В реку летит мой парик. Тем же маршрутом следуют его очки. В ближайшей лавке, где торгуют одеждой, мы транжирим средства Министерства юстиции — покупаем новые башмаки. И тут, впервые за все время, наш совместный досуг окрашивается оттенком проказливости. Мы быстрее шагаем, вольнее смеемся. Кланяемся дамам, говорим комплименты господам в треуголках и утрачиваем всякое чувство ответственности: мы отдаемся ощущению, что больше нет нужды быть в определенном месте в определенное время.
Тюильри, Лувр, Консьержери… все эти достопримечательности никак не отзываются в нем, так что вскоре я оставляю попытки следовать маршруту, и мы просто гуляем. Бродим от Отель де Билль к предместью Сент-Оноре, от Менской заставы к кварталу Сент-Антуан, от площади Людовика Пятнадцатого к Вандомской площади. Так мы гуляем и в последующие дни, накручиваем километр за километром в разных направлениях. Наши кашемировые сюртуки покрываются угольной пылью, на новых башмаках засыхает грязь, а поворачиваем мы неизменно в самом непредсказуемом из всех направлений. На север от моста Нотр-Дам… На юг от Биржевого моста… и вновь на север от Йенского…
Париж словно бы уменьшается для нас, и Шарль принимает это с естественностью человека, посланного исследовать загадочные лунные царства. На vicomte он смотрит с таким же выражением, как на уставшего, с черным лицом, работника химической фабрики. Изучив недостроенную наполеоновскую арку на Елисейских Полях, заключает, что ее следует оставить «как есть». Заявляет, что никогда не видел ничего лучше, чем полусгнивший, кишащий крысами слон в Бастилии.
— Но чья же это была идея? — интересуется он.
— Одного человека. Сейчас его уже здесь нет.

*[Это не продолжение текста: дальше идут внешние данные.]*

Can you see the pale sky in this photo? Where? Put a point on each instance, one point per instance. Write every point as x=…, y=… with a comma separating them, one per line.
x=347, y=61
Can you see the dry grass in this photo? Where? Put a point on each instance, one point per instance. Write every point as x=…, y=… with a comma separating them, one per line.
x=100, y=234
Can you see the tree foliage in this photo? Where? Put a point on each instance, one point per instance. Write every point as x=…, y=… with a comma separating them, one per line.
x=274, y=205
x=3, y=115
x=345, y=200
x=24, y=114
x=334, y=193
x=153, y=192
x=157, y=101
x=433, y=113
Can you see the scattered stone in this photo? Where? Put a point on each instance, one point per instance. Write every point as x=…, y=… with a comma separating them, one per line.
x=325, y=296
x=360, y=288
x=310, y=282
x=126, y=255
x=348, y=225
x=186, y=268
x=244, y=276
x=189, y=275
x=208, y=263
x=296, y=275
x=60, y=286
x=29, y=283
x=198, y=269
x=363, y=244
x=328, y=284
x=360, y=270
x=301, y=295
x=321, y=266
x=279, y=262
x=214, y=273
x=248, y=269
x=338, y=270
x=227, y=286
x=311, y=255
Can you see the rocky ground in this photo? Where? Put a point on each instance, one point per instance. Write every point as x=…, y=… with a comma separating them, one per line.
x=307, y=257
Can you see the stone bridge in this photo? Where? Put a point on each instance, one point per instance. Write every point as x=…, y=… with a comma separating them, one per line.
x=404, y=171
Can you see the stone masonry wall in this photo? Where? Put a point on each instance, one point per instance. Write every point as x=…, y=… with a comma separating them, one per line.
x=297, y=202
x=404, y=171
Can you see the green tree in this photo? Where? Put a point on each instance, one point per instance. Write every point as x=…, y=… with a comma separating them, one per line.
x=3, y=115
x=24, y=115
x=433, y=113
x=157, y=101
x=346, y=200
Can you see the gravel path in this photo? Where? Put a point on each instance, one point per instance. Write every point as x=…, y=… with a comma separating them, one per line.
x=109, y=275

— Вы о месье Бонапарте? — внезапно произносит он.
— О нем самом.
— Я его однажды видел.
— В самом деле?
— На пятифранковой монете. Там он был повернут боком.
В следующее мгновение я сам, повернувшись боком к Шарлю, вижу, словно вспышку, что-то алое, тут же исчезающее за улицей Шарантон. Это такое же видение, что явилось мне, когда я бросил взгляд из окна чердака. Однако сейчас оно еще мимолетнее и оттого оставляет более яркое впечатление.
— Пошли, — говорю я.
— Но куда?
— На бульвары.
Это самое безопасное место, которое я могу придумать. На бульварах граница между преследователем и преследуемым исчезает, поскольку там все пребывает в непрерывном движении. Девушку в тюрбане, играющую на шарманке, через несколько шагов сменяет шпагоглотатель. Мастер пантомимы превращается в исполнителя баллад, или трагика из пьесы Расина, или в женщину, безмолвно кружащуюся в чане с водой, а то и просто в модистку со шляпной картонкой в руке.
Мы с Шарлем шагаем по бульвару Мадлен к Бастилии, мимо миллионов кофеен, мимо бань, ресторанов и patisseries, мимо театров и бильярдных, ровным шагом, не уступая напору человеческих волн, движущихся в противоположном направлении. Мы останавливаемся, только чтобы перекусить или спрятаться от мимолетного дождя.
И если вдруг в какой-то момент я краем глаза отмечаю знакомую алую вспышку, то тут же хватаю Шарля под руку, и мы скрываемся в продающей и покупающей толпе.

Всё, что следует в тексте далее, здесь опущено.